Publishers will take decisive action against ad blockers by adapting and enhancing their ad propositions and taking steps to educate users about the importance of the ad-funded model. In a bit of a technology arms race, publishers will use adblock blockers or “adblocker walls” to make sure ads are shown. Others will try to reason with visitors, asking them to turn off their adblockers or whitelist their site. The adblock commotion will continue in 2016, but the end result will be a more respectful advertising experience.
By focusing on improving user experience, and delivering ads that are truly engaging, advertisers and publishers will halt the uptake of ad blocking technology and can begin to repair relationships with their consumers.
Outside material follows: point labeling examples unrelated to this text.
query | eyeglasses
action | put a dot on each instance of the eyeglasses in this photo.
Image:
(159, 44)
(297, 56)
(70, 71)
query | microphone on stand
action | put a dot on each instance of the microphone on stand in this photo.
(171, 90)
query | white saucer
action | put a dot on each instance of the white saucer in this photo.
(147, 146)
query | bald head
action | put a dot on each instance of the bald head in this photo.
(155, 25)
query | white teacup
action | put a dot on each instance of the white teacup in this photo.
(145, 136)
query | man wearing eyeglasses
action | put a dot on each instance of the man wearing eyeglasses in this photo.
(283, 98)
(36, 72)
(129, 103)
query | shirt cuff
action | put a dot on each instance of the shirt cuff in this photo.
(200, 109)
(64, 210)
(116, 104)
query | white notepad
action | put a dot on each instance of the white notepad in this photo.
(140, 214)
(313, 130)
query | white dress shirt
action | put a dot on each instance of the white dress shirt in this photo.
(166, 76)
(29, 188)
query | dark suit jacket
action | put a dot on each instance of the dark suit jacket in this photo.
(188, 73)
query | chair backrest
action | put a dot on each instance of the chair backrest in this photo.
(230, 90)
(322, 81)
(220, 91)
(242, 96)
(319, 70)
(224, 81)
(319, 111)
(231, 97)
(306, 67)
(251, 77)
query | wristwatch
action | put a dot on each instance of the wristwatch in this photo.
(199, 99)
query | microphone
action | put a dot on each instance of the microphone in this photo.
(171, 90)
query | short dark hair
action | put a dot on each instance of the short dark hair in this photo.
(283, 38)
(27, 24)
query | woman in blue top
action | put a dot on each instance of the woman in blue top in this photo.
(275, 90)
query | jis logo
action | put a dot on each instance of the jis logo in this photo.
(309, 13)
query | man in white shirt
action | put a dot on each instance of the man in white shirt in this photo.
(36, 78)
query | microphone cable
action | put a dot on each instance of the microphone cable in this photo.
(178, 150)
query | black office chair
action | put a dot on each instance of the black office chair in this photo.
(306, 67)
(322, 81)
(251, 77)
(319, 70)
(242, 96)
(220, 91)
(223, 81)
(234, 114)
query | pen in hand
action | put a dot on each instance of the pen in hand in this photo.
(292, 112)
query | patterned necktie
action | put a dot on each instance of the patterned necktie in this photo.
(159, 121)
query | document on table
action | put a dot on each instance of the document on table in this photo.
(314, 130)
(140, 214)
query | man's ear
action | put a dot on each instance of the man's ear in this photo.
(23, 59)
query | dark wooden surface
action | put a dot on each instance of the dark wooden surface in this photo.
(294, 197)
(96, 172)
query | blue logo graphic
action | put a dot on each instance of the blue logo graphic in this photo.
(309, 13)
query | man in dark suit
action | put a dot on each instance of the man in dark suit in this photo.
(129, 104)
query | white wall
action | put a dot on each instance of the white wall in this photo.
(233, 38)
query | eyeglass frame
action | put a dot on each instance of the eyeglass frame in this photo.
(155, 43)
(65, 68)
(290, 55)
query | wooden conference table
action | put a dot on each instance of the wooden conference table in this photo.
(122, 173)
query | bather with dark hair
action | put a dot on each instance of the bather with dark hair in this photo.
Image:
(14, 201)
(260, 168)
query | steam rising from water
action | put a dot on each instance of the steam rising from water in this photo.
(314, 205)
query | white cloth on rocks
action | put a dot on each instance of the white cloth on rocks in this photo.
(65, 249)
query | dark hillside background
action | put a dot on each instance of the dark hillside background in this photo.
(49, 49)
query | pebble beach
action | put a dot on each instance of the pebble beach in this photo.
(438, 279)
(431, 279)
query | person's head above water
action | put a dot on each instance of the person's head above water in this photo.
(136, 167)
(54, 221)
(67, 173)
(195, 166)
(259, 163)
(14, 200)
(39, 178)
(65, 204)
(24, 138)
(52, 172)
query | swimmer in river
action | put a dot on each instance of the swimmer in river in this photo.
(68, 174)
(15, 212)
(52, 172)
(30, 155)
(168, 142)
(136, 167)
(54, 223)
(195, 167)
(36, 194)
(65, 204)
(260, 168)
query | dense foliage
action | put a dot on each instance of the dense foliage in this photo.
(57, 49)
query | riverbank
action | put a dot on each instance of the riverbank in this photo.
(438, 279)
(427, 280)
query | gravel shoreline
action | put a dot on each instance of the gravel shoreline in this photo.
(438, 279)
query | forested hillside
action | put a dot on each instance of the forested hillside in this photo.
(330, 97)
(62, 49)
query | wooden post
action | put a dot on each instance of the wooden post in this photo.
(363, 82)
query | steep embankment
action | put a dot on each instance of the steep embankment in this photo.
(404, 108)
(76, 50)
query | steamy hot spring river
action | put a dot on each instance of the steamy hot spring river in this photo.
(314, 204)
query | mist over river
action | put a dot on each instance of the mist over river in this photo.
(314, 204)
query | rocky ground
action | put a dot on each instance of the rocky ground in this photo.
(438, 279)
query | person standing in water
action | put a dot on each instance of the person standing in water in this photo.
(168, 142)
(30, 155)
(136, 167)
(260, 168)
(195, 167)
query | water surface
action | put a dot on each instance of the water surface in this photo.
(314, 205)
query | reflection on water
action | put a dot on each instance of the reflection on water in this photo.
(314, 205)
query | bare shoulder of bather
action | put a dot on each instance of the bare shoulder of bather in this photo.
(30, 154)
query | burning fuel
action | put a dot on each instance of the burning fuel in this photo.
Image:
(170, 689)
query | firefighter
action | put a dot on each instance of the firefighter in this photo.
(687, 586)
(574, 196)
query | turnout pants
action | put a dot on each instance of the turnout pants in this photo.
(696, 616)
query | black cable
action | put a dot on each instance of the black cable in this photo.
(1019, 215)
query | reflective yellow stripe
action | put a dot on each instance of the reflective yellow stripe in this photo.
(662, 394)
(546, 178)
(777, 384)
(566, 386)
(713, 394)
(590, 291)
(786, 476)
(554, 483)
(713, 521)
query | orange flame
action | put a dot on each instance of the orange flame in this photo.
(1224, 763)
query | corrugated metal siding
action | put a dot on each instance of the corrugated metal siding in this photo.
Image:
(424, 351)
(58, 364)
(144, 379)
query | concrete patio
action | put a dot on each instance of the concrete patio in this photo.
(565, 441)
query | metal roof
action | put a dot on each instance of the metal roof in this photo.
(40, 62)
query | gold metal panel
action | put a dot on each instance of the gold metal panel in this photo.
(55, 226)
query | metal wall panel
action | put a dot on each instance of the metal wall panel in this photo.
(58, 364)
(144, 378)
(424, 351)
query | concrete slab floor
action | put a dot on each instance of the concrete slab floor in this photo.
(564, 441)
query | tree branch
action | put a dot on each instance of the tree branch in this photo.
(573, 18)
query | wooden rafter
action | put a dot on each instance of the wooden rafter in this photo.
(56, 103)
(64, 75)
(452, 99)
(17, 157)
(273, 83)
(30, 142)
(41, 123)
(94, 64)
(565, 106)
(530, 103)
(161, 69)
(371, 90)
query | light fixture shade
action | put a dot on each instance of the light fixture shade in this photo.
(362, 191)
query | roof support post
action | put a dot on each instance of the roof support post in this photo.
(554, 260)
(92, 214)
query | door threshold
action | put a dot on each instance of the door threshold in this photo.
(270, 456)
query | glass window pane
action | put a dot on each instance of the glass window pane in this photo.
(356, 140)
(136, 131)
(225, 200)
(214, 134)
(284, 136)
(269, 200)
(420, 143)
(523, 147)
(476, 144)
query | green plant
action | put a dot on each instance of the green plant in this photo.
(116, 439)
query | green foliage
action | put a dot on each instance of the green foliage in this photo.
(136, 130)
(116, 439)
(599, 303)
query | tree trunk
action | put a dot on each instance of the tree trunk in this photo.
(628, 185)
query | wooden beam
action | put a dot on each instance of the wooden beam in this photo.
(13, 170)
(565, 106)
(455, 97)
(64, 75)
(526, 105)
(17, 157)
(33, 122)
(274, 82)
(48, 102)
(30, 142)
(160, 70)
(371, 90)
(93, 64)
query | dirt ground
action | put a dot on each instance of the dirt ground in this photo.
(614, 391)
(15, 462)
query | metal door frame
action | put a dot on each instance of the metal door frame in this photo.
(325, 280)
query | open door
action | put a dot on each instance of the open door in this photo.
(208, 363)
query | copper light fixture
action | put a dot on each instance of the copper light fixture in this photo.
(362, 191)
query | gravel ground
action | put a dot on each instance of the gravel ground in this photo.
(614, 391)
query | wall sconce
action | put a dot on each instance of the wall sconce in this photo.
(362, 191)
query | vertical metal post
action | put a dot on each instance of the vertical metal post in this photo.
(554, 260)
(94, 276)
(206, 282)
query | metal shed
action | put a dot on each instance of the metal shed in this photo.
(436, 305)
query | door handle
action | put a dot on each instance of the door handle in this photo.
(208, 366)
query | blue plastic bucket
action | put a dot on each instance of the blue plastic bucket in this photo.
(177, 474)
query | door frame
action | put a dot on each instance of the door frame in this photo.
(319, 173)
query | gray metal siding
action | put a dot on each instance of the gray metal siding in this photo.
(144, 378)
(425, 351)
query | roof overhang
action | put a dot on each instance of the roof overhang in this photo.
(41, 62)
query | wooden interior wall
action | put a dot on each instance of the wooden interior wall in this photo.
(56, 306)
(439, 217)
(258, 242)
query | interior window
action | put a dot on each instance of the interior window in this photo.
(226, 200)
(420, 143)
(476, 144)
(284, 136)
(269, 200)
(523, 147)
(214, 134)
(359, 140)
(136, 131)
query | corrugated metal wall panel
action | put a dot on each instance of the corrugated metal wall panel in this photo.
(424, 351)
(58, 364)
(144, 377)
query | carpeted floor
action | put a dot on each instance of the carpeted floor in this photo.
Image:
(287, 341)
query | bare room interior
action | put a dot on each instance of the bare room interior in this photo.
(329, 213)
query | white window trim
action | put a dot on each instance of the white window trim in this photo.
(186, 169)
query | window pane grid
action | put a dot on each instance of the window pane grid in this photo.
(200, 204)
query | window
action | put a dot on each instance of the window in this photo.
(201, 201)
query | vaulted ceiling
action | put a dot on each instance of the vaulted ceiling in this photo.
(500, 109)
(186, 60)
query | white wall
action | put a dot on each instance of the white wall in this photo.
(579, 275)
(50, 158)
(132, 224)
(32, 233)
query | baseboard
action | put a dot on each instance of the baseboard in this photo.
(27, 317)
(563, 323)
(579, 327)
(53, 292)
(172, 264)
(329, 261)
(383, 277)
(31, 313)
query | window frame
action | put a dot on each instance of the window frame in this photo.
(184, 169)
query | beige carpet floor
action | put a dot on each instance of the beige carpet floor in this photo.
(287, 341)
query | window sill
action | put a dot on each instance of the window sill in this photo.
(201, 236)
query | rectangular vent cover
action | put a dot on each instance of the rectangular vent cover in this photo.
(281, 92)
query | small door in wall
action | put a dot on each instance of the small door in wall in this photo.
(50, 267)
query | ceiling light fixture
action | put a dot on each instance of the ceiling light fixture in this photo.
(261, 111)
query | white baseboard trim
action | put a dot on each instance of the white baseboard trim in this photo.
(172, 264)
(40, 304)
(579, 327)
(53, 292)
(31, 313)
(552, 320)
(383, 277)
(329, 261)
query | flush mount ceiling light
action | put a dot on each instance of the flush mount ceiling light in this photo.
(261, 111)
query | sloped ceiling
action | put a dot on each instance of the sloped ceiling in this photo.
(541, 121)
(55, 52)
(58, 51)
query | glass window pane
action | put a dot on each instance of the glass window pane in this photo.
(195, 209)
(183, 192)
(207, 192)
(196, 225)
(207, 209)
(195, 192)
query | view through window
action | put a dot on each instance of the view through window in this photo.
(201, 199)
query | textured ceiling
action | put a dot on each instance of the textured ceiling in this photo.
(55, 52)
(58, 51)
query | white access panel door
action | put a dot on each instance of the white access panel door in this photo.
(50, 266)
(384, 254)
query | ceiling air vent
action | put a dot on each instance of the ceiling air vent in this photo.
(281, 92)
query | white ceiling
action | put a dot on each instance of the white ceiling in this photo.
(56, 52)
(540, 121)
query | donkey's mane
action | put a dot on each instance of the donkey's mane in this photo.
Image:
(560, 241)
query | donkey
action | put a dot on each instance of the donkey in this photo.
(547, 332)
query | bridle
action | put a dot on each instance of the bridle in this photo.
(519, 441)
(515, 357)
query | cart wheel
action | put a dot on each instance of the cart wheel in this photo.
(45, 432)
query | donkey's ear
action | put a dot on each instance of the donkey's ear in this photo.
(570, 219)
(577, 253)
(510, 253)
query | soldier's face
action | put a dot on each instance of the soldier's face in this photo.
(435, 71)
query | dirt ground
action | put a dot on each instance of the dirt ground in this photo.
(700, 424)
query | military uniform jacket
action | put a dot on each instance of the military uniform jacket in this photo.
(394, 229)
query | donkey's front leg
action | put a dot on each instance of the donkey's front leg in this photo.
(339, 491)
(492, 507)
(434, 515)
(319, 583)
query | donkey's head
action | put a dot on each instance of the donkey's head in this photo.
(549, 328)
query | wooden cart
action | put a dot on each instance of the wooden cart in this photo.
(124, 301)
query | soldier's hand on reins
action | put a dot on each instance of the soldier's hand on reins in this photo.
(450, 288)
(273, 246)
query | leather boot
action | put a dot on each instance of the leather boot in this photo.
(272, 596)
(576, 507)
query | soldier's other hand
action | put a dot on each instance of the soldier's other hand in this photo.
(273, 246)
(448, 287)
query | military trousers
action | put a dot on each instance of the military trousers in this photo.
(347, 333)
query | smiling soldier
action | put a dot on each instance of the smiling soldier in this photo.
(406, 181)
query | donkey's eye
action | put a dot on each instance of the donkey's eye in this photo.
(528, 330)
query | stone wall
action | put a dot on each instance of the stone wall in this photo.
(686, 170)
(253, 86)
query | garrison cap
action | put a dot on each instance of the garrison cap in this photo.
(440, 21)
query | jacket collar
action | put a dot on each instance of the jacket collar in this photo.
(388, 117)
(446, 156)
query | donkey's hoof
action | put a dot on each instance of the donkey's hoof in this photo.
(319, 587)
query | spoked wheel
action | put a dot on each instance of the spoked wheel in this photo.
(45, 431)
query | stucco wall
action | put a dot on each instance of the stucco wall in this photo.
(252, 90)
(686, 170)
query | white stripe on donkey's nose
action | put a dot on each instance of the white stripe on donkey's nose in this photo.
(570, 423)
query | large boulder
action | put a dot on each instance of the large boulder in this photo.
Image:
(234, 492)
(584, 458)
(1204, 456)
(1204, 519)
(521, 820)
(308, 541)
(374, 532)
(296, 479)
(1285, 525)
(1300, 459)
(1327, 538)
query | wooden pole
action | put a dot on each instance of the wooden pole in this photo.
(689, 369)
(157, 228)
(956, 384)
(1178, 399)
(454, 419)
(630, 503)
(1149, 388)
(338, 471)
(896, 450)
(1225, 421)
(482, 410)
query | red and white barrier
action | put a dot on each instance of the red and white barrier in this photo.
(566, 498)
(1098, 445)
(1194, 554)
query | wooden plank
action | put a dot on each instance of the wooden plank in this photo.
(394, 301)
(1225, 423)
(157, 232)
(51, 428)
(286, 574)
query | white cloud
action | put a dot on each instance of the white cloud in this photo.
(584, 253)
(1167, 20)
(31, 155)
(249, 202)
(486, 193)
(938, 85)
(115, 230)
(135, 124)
These actions are likely to result in fewer, more creative ads per page and, over the longer term, will lead to an increase in average CPM rates.
PR experts will have to find a novel way to advise clients on how to best promote their paid campaigns and reach their target audience.
- Real Time
Nowadays, when information is omnipresent and news are just a click away, content needs to be regularly updated and uploaded to make sure your audience has the most current information on hand.
However, the growing need to have information, news and gossip doesn’t quite meet the demand as content providers tend to miss out on this opportunity.
From spoiler alerts and breaking news, Apps such as Periscope, Snapchat and Meerkat allow you to share experiences that are happening right now and are further changing how we communicate with our audience, according to Hotwire’s Communication Trends Report 2016
Important news stories that are trending and taking social media by storm and events are finding a way to give viewers behind the scenes footage, access to information as soon as it happens and highlights of events so consumers will never unplug. The real question is how does your client contribute and plug in?
If your client hasn’t already jumped on this trend, there is a high chance they will be left behind and run over by the competition.
Considering the recent cyber security breaches with Ashley Madison, Sony and British Airways, privacy and information security has become a major concerns across the digital world. These breaches have led social media platforms such as Facebook, Twitter and Snapchat to upgrade their security and create more privacy tools to avoid this situation.
PR firms who handle technology clients may want to seize this opportunity and get them prepared for speaking opportunities, interviews or perhaps thought leadership as they may be able to offer detailed insights on this particular topic.
- Online reputation management
When you pitch a story or a piece of content to a publication editor or journalist, the first thing a lot of them do is search who you are and what your company does, as they receive hundreds of pitches each day. They might only have a few seconds to look into you, and that search can go one of two ways: They either like what they see and follow through, or they don’t.
If there is solid content online about your company, your brand and expertise when a journalist searches for it online, you already increase your chances of being published. In order to better manage your online reputation, it’s important to consistently create and publish quality content. Also, checking what information is published about your company, brand and industry on a daily basis via Google Alerts and making sure you have a crisis management plan in case of a negative situation presents itself is crucial!
The public relations industry has seen dramatic evolution over the years (especially in the last few). If we want to continue evolving within our field, we have to pay attention to upcoming trends and changes in our practices or we might just get left behind.